Comment aider ces séniors séropositifs ?
Francis Carrier ne manque pas d’idées pour améliorer la situation de ces séniors séropositifs et plus généralement LGBT. « En gériatrie, le personnel n’est pas formé sur le VIH. Et on a bien vu dans les années 1980 la force de la peur sur le sida… » Lui espère avec cette association constituer un groupe de pression pour que l’État se penche sur ce sujet. Pour que les personnes âgées ne soient pas oubliées dans les messages de prévention. Pour que des EHPAD pour LGBT voient le jour…
En attendant un tel changement, il tente de reconstruire du lien social, grâce à une ligne d’écoute deux fois par semaine et un salon ouvert une fois par mois. « Parce que la première étape, c’est de les rendre visibles, de leur rendre leur fierté, leur droit d’exister », plaide Francis Carrier.

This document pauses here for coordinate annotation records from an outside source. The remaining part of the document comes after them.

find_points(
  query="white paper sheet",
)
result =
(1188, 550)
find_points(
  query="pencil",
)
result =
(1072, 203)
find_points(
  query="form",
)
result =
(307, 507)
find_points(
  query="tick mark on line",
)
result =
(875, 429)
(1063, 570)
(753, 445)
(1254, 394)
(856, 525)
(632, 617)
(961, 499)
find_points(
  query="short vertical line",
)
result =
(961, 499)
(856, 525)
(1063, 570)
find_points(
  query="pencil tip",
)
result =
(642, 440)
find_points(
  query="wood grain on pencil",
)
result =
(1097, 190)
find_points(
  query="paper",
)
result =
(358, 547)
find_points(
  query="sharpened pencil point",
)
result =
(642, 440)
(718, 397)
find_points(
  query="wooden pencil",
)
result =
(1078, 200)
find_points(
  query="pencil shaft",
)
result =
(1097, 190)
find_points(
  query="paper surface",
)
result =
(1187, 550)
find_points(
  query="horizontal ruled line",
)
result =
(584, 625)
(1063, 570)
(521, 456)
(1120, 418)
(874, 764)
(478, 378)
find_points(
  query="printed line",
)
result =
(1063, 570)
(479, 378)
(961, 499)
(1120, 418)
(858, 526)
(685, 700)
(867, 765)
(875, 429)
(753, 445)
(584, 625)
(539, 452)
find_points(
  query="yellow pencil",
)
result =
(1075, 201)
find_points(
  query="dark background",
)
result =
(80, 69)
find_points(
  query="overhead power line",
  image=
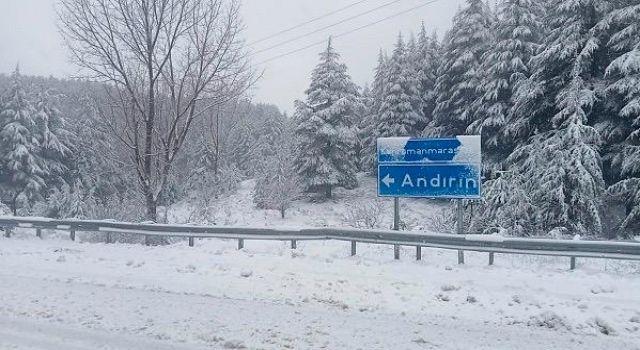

Il l’assure : la problématique est transversale. Rejoint par douze associations LGBT, Grey Pride se veut un espace de réflexion sur la vieillesse et le VIH, mais aussi sur l’habitat, la solidarité, la discrimination, le sport. Le collectif va également participer au Gay Games à Paris en août 2018. Autant de relais pour se faire entendre. D’ici là, le film de Robin Campillo, qui sortira en salle fin août après avoir ému le Festival de Cannes, devrait donner un coup d’accélérateur à cette médiatisation des séniors séropositifs : 120 Battements par Minutes retrace le combat et le courage des membres d’Act-Up. « Le sida nous a beaucoup affectés, déglingués même », résume Didier Lestrade.